= Le Pays =

Le Pays (The Land) is a three-act opera by Guy Ropartz with a libretto by Charles Le Goffic. It was composed between 1908 and 1910 and was premiered in 1912 at Nancy. It is an important example of the Breton cultural renaissance of the early 20th century.

==Origins==
===Libretto===
Ropartz stated that he was looking for an opera subject that involved "interiorised action; few events; feelings; few characters; no spectacle." He was given a copy of Le Goffic's short story collection Passions Celtes (1908), and was immediately attracted to the story L'islandaise (The Icelandic Girl), which describes a doomed love affair between the girl and a stranded Breton fisherman.
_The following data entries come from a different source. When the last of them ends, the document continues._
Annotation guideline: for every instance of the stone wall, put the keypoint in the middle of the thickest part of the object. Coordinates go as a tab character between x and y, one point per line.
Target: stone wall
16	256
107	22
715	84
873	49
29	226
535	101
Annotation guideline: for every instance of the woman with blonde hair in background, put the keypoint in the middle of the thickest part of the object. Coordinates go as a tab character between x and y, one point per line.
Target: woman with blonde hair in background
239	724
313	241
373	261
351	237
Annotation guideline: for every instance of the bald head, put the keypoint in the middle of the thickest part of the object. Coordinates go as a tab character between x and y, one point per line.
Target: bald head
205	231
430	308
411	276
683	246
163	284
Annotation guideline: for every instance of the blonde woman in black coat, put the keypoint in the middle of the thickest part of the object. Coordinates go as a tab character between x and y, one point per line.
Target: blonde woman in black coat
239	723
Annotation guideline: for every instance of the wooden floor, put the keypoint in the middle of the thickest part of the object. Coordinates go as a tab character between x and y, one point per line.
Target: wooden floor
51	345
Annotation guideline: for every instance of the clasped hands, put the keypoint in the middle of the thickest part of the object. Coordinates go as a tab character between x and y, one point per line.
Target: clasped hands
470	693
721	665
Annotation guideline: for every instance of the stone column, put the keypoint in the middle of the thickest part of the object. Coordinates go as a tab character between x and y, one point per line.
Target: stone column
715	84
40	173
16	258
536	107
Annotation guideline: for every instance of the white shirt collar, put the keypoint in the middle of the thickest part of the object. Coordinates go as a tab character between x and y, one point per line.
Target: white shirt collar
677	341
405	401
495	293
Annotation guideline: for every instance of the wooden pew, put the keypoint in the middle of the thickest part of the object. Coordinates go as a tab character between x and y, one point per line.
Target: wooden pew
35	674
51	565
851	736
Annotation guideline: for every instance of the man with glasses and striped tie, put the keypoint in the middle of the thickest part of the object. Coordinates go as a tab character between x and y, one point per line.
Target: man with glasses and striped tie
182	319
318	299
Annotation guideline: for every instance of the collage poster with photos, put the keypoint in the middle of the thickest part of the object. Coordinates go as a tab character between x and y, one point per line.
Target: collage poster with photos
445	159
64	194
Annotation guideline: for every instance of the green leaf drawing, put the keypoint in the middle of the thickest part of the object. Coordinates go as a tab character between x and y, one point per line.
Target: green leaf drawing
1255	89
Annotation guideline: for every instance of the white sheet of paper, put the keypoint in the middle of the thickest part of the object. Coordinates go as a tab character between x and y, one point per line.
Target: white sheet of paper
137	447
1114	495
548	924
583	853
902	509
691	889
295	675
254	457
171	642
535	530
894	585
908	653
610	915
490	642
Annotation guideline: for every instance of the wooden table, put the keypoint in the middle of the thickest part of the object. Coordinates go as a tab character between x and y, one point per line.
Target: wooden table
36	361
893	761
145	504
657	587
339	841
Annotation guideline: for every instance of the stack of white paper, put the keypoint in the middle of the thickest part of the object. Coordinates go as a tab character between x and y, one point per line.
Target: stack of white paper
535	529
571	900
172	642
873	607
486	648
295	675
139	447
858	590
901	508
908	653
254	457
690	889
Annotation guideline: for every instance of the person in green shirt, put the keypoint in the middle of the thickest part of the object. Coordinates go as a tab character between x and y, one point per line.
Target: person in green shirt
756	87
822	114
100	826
It was based on the lives of the Breton "Icelanders", who fished in Icelandic waters and sometimes stayed there for periods. Ropartz had already created a score for Louis Tiercelin's stage adaptation of Pierre Loti's novel Pêcheur d'Islande (An Iceland Fisherman) on the same basic theme. Ropartz asked Le Goffic to adapt his story for the stage.

===Music===
Ropartz's style is influenced by the form of Wagner's music dramas and the structural innovations of César Franck. Ropartz makes frequent use of leitmotives and also incorporates elements of Breton folk melodies to represent the hero's nostalgia for his homeland. The critic Michel Fleury argues that the music is built around four main themes, one of which represents Iceland, and in particular the bog which plays a role in the narrative; one represents the main female character and the emotion of love associated with her; another represents the male character and his nostalgia for Brittany. The fourth theme represents stability, associated with the heroine's father.

==Characters==
- Kaethe, an Icelandic girl - soprano
- Tual, a Breton fisherman - tenor
- Jörgen, Kaethe's father - baritone

==Synopsis==
Act I.

Autumn: A cottage in Iceland: Tual, a Breton fisherman who has survived a shipwreck, has been recuperating in the home of Jörgen, an old trapper. He is tended by Kaethe, Jörgen's daughter. She suggests that Tual must be nostalgic for his Breton home. Tual reminds her that after he had dragged himself ashore from the shipwreck, he nearly died in the Hrafuaga, a dangerous Icelandic swamp; only Jörgen's timely arrival saved him. All the other fishermen on the ship were drowned, so everyone in Brittany will think him dead and he has no ties there anymore. Tual declares his love for Kaethe. Kaethe is worried that Tual's feelings may be temporary, but says she loves him too. In the absence of a preacher Jörgen "marries" the couple by insisting that Tual dedicate himself to Kaethe by swearing on the "mud of Hrafuaga" that if he ever abandons her it will swallow him up.

Act 2

Spring: The Icelandic shore: Tual dreams of Paimpol, his home in Brittany, while making a small fishing boat. He sings Breton folk songs. Kaethe says she has seen a sadness in him for his homeland and worries that he will sail back to Brittany. Tual says his boat is too small for anything more than local waters. Kaethe tells him she is pregnant with his child, hoping that this will keep him beside her. Kaethe sings him a Nordic ballad about "Sir Olaf", who was abducted by the Queen of the Fairies. His loyal wife Lady Hilda waited for him for a hundred years, so that they could renew their love and die together. Tual says that they will live and die together like Olaf and Hilda.

Act 3

Spring: The cottage: Kathe muses on Tual's increasingly withdrawn behaviour. Jörgen returns home tipsy after drinking gin and reminisces about Kaethe's late mother, describing how they grew up together. When Tual enters Jörgen mentions that some Paimpol fishermen have arrived at the village of Seidsfjord. Tual is excited and asks if it is easy to get there. Jörgen says that if the Hrafuaga swamp is still frozen, it can be crossed in time to catch them. Tual tries to put the thought out of his mind, but as he sleeps with Kaethe he has a dream of Brittany. In his vision he sees the rolling Breton landscape and the white sails of the Paimpol fishing fleet. He leaves and tries to cross the Hrafuaga. Kaethe watches as the swamp cracks and swallows him.